Range: Why Generalists Triumph in a Specialized World
- First edition
- Author: David Epstein
- Language: English
- Publisher: Riverhead Books (US) Macmillan (UK)
- Publication date: 2019
- Publication place: United States
- Pages: 339
- ISBN: 978-1-5098-4349-7

= Range: Why Generalists Triumph in a Specialized World =

2019 nonfiction book

Range: Why Generalists Triumph in a Specialized World is a 2019 book by David Epstein, in which he expands on the points from his previous book The Sports Gene: Inside the Science of Extraordinary Athletic Performance to make a more general argument against overspecialization. In the book, he argues that range – defined as more diverse experience across multiple fields – is more relevant in today's society than specialization because the wicked problems of the modern world require bridging experience and knowledge from multiple fields to foster solutions.

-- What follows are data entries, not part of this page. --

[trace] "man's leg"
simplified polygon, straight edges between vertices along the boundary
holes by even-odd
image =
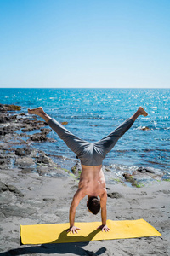
[[[100,141],[95,143],[100,149],[103,149],[104,154],[109,153],[117,143],[118,139],[123,136],[123,134],[128,131],[133,125],[133,122],[137,119],[139,115],[147,116],[148,113],[144,110],[142,107],[139,107],[136,113],[130,118],[115,129],[108,136],[105,137]]]
[[[139,115],[147,116],[148,113],[144,110],[142,107],[139,107],[137,112],[130,118],[132,120],[135,121]]]
[[[50,116],[48,116],[44,111],[42,107],[39,107],[37,108],[30,109],[28,108],[28,113],[31,114],[37,114],[39,115],[41,118],[42,118],[47,123],[51,119]]]
[[[48,125],[58,134],[60,139],[62,139],[68,148],[72,150],[76,155],[79,155],[83,148],[87,145],[87,142],[80,139],[67,129],[65,129],[61,124],[60,124],[55,119],[48,116],[42,107],[37,108],[30,109],[28,108],[28,113],[31,114],[37,114],[42,118]]]

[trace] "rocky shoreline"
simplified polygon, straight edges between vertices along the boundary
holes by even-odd
[[[35,132],[29,133],[31,131]],[[108,218],[143,218],[158,229],[162,237],[20,246],[20,224],[67,223],[69,207],[77,189],[79,162],[72,162],[71,172],[33,147],[34,142],[54,142],[50,132],[45,122],[29,116],[21,107],[0,104],[0,255],[168,255],[169,183],[163,181],[164,173],[159,170],[144,167],[117,177],[113,166],[104,166]],[[152,186],[143,187],[150,183]],[[84,199],[76,220],[99,221],[100,216],[91,216]]]

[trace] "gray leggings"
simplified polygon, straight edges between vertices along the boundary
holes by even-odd
[[[82,140],[67,129],[62,126],[54,119],[50,119],[48,125],[59,135],[71,150],[79,158],[84,166],[100,166],[118,139],[132,126],[133,120],[128,119],[120,126],[108,136],[96,143],[88,143]]]

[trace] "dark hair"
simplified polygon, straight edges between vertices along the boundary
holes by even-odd
[[[88,200],[88,209],[93,214],[96,215],[100,210],[100,202],[96,196],[91,196]]]

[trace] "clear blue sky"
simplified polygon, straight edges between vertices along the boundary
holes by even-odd
[[[0,0],[0,87],[170,88],[170,1]]]

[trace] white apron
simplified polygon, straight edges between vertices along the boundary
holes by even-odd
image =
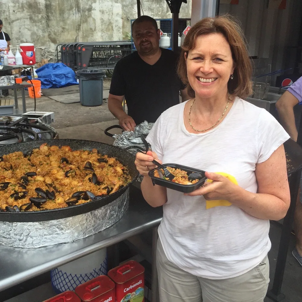
[[[7,42],[5,39],[5,36],[4,33],[2,31],[0,33],[0,34],[2,33],[3,35],[3,40],[0,40],[0,49],[6,49],[7,48]]]

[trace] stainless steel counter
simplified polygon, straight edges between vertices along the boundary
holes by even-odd
[[[128,210],[115,224],[97,234],[71,243],[37,249],[0,245],[0,291],[157,227],[162,217],[162,208],[152,207],[140,190],[130,188]]]

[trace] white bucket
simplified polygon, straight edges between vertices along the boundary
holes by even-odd
[[[107,275],[107,249],[103,249],[50,271],[51,284],[57,293],[74,291],[78,285]]]

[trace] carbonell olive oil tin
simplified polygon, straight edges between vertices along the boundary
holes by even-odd
[[[115,283],[116,302],[144,302],[144,272],[143,266],[133,261],[109,271]]]

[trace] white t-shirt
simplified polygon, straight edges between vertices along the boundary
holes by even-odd
[[[217,127],[190,133],[184,122],[185,102],[166,110],[147,138],[163,163],[175,163],[234,176],[253,193],[256,164],[267,159],[290,137],[272,116],[238,98]],[[258,265],[271,246],[269,222],[235,206],[206,209],[203,196],[167,189],[158,233],[170,261],[210,279],[240,275]]]

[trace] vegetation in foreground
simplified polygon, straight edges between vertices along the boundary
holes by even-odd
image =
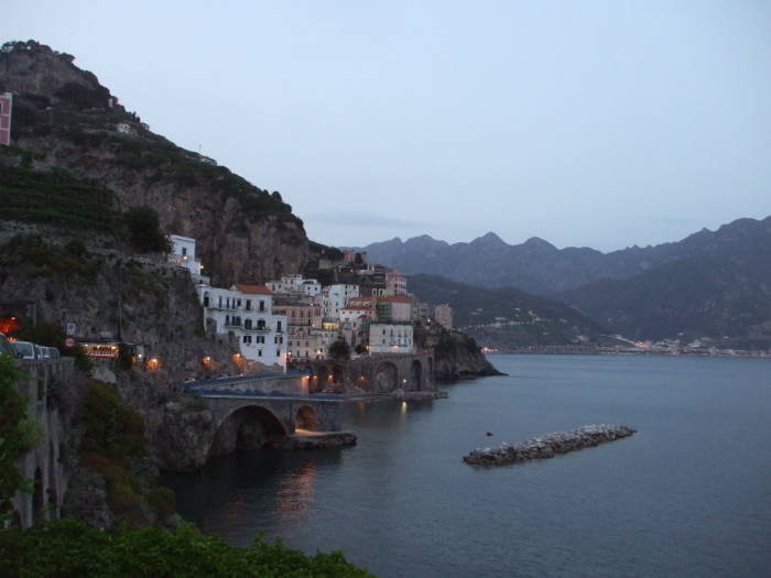
[[[174,532],[159,527],[105,532],[61,520],[30,530],[0,531],[0,576],[58,578],[371,577],[339,552],[306,556],[261,537],[248,548],[228,545],[184,524]]]

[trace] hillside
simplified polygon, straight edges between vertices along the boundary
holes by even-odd
[[[515,286],[536,295],[554,295],[600,279],[629,279],[658,266],[696,255],[741,260],[769,246],[768,219],[739,219],[716,231],[703,229],[685,239],[610,253],[588,248],[557,249],[539,238],[507,244],[489,232],[468,243],[449,244],[428,236],[372,243],[369,259],[408,274],[437,274],[482,287]]]
[[[634,339],[708,337],[721,349],[771,349],[771,246],[740,262],[693,257],[560,295]]]
[[[455,327],[480,346],[517,348],[597,342],[604,329],[561,303],[513,287],[480,288],[435,275],[410,275],[410,291],[432,305],[448,303]]]
[[[0,90],[14,94],[18,167],[64,167],[110,189],[111,210],[153,207],[166,232],[197,239],[214,283],[264,282],[303,269],[305,230],[279,193],[153,133],[73,61],[33,41],[0,50]],[[11,218],[12,208],[4,210]]]

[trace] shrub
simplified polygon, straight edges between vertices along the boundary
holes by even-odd
[[[104,532],[82,522],[61,520],[30,530],[0,530],[0,576],[43,578],[99,576],[124,578],[367,578],[339,552],[306,556],[257,538],[248,548],[228,545],[183,524],[174,532],[159,527]]]

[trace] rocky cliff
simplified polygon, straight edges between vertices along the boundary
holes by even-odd
[[[33,168],[62,166],[115,192],[115,208],[149,205],[166,232],[193,237],[219,285],[302,271],[303,222],[268,193],[154,134],[73,57],[34,43],[0,51],[0,90],[14,94],[12,139]]]

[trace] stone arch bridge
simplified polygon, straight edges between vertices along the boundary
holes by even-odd
[[[335,393],[394,393],[435,391],[434,356],[374,353],[347,361],[323,360],[298,364],[310,373],[308,391]]]

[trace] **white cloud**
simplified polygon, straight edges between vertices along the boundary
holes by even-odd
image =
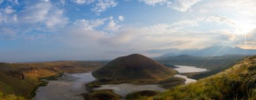
[[[81,29],[84,30],[93,30],[94,28],[97,28],[104,24],[103,19],[86,20],[78,19],[74,23],[74,28]]]
[[[2,4],[3,2],[3,0],[0,0],[0,5]]]
[[[77,4],[84,4],[84,3],[94,3],[95,0],[73,0],[73,1]]]
[[[165,5],[168,7],[185,12],[194,4],[201,0],[139,0],[147,5],[156,6],[156,5]]]
[[[120,21],[123,21],[125,20],[125,17],[123,17],[123,15],[119,15],[118,17],[118,19],[119,19]]]
[[[67,18],[63,13],[62,9],[50,2],[41,2],[28,6],[18,13],[18,19],[24,23],[41,23],[48,28],[63,27],[67,23]]]
[[[174,9],[185,12],[200,1],[201,0],[175,0],[171,7]]]
[[[0,40],[13,40],[17,38],[17,33],[11,28],[0,27]]]
[[[168,0],[139,0],[140,2],[144,2],[147,5],[156,5],[157,4],[163,5]]]
[[[5,11],[5,13],[7,13],[7,14],[11,14],[11,13],[14,13],[15,11],[16,11],[15,10],[13,9],[11,6],[6,7],[5,8],[4,11]]]
[[[105,29],[108,31],[117,31],[119,28],[121,26],[115,20],[110,20]]]
[[[117,6],[117,3],[115,0],[98,0],[92,10],[99,15],[100,13],[105,11],[108,8]]]
[[[199,24],[196,21],[191,20],[182,20],[177,22],[175,22],[171,25],[172,27],[176,29],[182,29],[189,27],[195,27],[198,26]]]
[[[234,26],[236,23],[234,21],[225,16],[210,16],[206,19],[207,21],[215,21],[217,23],[224,23],[228,25]]]

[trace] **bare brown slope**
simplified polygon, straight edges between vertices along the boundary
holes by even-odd
[[[177,72],[141,54],[134,54],[117,58],[93,75],[99,79],[110,80],[162,80]]]

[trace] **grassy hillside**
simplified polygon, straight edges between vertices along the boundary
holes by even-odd
[[[193,66],[205,68],[210,70],[204,73],[194,72],[185,74],[193,79],[199,79],[223,71],[244,58],[243,55],[224,55],[213,57],[181,55],[174,57],[162,58],[156,60],[162,64]]]
[[[177,72],[141,54],[131,54],[117,58],[93,75],[107,80],[154,80],[169,78]]]
[[[30,98],[40,79],[58,77],[60,73],[95,70],[101,64],[82,61],[37,63],[0,63],[0,92]]]
[[[256,56],[224,72],[187,85],[174,87],[154,97],[139,99],[256,99]]]

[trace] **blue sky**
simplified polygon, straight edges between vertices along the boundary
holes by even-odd
[[[256,49],[255,7],[253,0],[0,0],[0,62]]]

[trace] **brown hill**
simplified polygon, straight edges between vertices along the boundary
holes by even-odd
[[[134,54],[112,60],[93,72],[93,75],[98,79],[160,81],[176,73],[150,58]]]

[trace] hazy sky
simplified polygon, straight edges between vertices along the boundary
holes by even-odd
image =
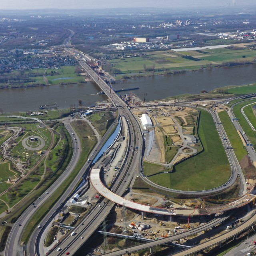
[[[0,0],[0,10],[242,6],[255,0]]]

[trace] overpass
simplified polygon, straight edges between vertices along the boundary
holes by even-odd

Range was a #1 New York Times best seller.

== Content ==
Epstein's basic argument is that focus on early specialization is unwarranted. Starting in the world of sports he contrasts Tiger Woods (who specialized early as a golfer) with Roger Federer (who played numerous sports, including tennis, before specializing only on tennis later than many of his peers) and argues that when he looks more broadly at successful people, they "seemed to have more Roger than Tiger in their development stories". Epstein then argues that while specialization is useful for the kinds of problems found in closed predictable environments like chess, or music performance, the modern world is characterized by wicked problems, that may not be solvable. As he puts it: "And that is what a rapidly changing, wicked world demands – conceptual reasoning skill that can connect new ideas and work across contexts". He then expands on this general idea to argue that range, combining knowledge and experience from multiple fields and late specialization is a better focus than early specialization. Some critics, including Jim Holt and Nicole Smartt Serres, see the argument as a response to Malcolm Gladwell's popularization of the 10,000-Hour Rule that argues for early specialization, which itself is based on the work of K. Anders Ericsson.

== Reception ==
The book received a positive review in The New York Times that wrote: "Although the book unfolds according to a formula that has become familiar—story, study, lesson; rinse and repeat—the storytelling is so dramatic, the wielding of data so deft and the lessons so strikingly framed that it's never less than a pleasure to read". The book was also shortlisted (as one of six books) for the McKinsey and Financial Times Business Book of the Year Award.